Personal information
- Date of birth: 5 May 1969
- Place of birth: Uganda
- Date of death: 13 May 2024 (aged 55)
- Place of death: Tanzania

Managerial career
- Years: Team
- 2009–2024: Uganda (goalkeeping coach)
- 2023–2024: Ihefu SC
- 2019-2020: Soltilo Bright Stars FC
- 2009–2011: Simba FC
- 1997-2009: Simba FC (assistant coach)

Medal record
| Uganda Premier League winner |
| CECAFA Cup (as Player) |
| Uganda Cup |

= Fred Kajoba =

Ugandan footballer (1969–2024)

Fred Kisitu Kajoba (1969 – 13 May 2024) was a Ugandan football player and coach, known for his contributions to Ugandan football both on and off the field. He died at the age of 54 in Tanzania due to heart failure.

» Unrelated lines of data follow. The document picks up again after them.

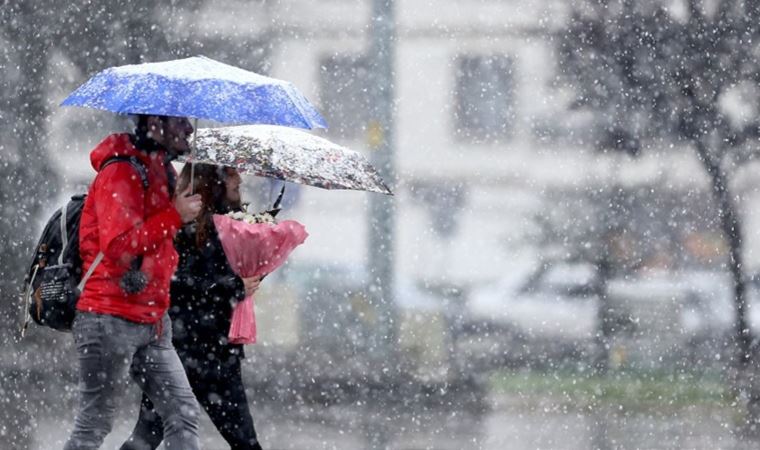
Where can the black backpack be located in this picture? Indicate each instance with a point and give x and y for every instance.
(54, 279)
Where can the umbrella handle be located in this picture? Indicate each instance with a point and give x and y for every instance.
(192, 153)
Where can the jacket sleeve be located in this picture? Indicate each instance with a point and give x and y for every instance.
(124, 232)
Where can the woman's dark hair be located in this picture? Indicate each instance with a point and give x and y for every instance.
(210, 182)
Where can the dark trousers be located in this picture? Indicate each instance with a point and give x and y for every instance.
(218, 386)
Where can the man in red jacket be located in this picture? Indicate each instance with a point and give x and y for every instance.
(127, 230)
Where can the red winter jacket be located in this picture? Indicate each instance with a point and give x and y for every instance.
(123, 220)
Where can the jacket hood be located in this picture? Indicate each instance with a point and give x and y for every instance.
(115, 145)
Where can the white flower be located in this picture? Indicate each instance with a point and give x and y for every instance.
(262, 217)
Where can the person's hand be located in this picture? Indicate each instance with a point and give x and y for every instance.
(188, 206)
(251, 285)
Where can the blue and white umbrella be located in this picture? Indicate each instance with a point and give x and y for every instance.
(199, 88)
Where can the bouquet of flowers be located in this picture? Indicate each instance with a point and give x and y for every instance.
(255, 245)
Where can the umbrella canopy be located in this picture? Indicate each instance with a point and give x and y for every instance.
(200, 88)
(286, 154)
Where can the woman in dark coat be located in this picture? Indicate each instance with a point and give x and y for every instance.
(203, 292)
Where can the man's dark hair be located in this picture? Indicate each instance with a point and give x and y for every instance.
(140, 138)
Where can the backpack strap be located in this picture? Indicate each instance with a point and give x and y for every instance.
(87, 275)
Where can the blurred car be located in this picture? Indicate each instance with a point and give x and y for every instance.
(335, 329)
(554, 301)
(655, 317)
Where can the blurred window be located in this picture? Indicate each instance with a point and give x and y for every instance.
(344, 94)
(484, 104)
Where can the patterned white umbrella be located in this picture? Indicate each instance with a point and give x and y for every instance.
(288, 154)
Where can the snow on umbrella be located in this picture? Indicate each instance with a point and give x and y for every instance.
(199, 88)
(286, 154)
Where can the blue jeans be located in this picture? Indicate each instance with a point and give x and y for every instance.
(107, 347)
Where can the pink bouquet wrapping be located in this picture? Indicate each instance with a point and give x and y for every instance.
(254, 250)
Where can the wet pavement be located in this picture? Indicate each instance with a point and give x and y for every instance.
(507, 424)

== Early life and career ==
Fred Kajoba began his football career in 1986 with Pepsi FC, a then second-tier team in Uganda. His talent as a goalkeeper was soon recognized, and he gained prominence during the 1987 Bika Bya Baganda tournament, playing for the Fumbe clan. In 1988, he was signed by Coffee FC for a then-record fee of Shs 1 million.

== Playing career ==
Kajoba’s career at Coffee FC saw him rise from fourth-choice goalkeeper to team captain by 1990. He was instrumental in Coffee FC’s near-success in the Ugandan league and Uganda Cup during the early 1990s. Kajoba made his debut for the Uganda national team, the Cranes, in 1991 and was part of the squad that won the Cecafa Cup in 1992.

In the mid-1990s, Kajoba transitioned to playing as a striker due to a shortage of forwards at Coffee FC. He later played in Oman for Majjees FC before returning to Uganda to join Simba FC, where he continued to play both as a goalkeeper and a striker.

== Coaching career ==
After retiring as a player, Kajoba pursued a coaching career, obtaining a UEFA B license in England. He returned to Uganda and joined Simba FC’s technical bench, eventually becoming the head coach. Kajoba also served as the goalkeeping coach for the Uganda Cranes, contributing to their qualification for the Africa Cup of Nations in 2017 and 2019.

Kajoba’s coaching career included stints with Vipers SC, Solitilo Bright Stars, and Tanzania’s Ihefu FC. He was known for mentoring several top Ugandan goalkeepers, including Denis Onyango, Robert Odongkara, and Jamal Salim Magoola.

== Personal life ==
Outside of football, Kajoba was a successful farmer and a Catholic, earning the nickname “Maama Maria.” He was well-regarded for his friendly demeanor and dedication to his work.

== Death ==
Kajoba died on 13 May 2024, in Tanzania. He was buried on 19 May 2024, at his country home in Malangala sub-county, Uganda.